I found myself looking through wet eyelids at a teen-aged boy of slight build and modest height. The spray of water in my face gave birth to the thought that this was a kid standing in the rain and if it were my son I would want some homeowner to listen to his story, open wide the door and give him shelter. I suppressed that thought, instead girding myself for an anticipated recitation of misfortune.

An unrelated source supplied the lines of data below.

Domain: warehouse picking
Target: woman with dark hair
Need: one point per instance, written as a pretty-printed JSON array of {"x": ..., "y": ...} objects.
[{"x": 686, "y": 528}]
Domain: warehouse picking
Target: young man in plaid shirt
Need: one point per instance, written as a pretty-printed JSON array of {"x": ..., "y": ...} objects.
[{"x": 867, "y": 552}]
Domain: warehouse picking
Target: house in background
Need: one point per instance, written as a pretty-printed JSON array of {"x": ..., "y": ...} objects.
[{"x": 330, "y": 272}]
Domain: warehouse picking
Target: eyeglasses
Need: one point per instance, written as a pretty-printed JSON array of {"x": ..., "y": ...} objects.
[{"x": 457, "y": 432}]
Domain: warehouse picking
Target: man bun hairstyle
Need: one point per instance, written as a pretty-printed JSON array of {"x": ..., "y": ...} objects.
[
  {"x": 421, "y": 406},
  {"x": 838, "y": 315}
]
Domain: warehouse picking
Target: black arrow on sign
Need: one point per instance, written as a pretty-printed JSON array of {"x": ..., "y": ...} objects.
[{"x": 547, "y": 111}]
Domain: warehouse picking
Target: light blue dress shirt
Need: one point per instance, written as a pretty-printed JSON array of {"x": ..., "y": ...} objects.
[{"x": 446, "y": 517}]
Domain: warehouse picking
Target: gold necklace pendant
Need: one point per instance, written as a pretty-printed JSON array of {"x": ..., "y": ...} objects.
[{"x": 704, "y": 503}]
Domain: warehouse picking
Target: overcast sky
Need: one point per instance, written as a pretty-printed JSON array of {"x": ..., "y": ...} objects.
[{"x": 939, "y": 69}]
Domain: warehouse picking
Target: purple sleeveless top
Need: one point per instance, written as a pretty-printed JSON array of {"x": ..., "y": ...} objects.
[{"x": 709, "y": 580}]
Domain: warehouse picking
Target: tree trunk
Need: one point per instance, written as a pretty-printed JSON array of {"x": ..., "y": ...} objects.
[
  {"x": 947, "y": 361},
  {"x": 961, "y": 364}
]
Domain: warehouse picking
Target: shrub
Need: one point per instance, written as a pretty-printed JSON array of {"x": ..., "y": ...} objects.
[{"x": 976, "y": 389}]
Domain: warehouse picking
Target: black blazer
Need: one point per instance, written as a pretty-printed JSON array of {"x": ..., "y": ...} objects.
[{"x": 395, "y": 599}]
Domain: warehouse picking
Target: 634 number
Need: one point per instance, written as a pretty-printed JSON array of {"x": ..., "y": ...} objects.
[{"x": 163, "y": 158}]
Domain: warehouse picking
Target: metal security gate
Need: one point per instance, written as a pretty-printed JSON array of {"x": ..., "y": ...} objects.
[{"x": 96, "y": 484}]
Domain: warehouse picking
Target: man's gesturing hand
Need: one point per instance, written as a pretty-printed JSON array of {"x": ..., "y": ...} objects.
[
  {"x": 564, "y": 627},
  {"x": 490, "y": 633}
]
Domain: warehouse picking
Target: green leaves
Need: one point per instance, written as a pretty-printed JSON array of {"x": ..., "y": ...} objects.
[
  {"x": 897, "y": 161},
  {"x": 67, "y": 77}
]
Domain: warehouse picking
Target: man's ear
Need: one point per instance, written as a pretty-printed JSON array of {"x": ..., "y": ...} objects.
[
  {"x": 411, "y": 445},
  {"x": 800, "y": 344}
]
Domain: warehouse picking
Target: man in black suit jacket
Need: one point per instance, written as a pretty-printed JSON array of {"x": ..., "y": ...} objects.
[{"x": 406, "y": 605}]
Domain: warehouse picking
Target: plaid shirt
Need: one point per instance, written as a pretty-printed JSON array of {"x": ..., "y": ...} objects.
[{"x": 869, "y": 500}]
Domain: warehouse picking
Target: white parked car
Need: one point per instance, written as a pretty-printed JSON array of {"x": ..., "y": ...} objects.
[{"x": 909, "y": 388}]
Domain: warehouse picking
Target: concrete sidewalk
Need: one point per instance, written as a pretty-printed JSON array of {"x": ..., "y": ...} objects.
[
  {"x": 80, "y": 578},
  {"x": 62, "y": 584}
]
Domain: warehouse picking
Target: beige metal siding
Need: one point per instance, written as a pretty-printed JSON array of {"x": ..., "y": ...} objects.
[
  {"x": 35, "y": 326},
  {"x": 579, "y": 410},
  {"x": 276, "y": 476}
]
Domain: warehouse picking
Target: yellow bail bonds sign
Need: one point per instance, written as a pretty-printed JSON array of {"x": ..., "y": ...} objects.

The boy started to talk, but with the rain, the wind and the dog I could not understand him. I yelled for my son to take the dog to the kitchen, turned back to the boy and, with misgiving, opened the door wider, absorbed the blast of cold wet air, waved him closer, yelled for him to speak up, meanwhile wedging the edge of my right foot up to the bottom of the door and aligning my body lightly against the door’s length in case I decided to push it shut quickly.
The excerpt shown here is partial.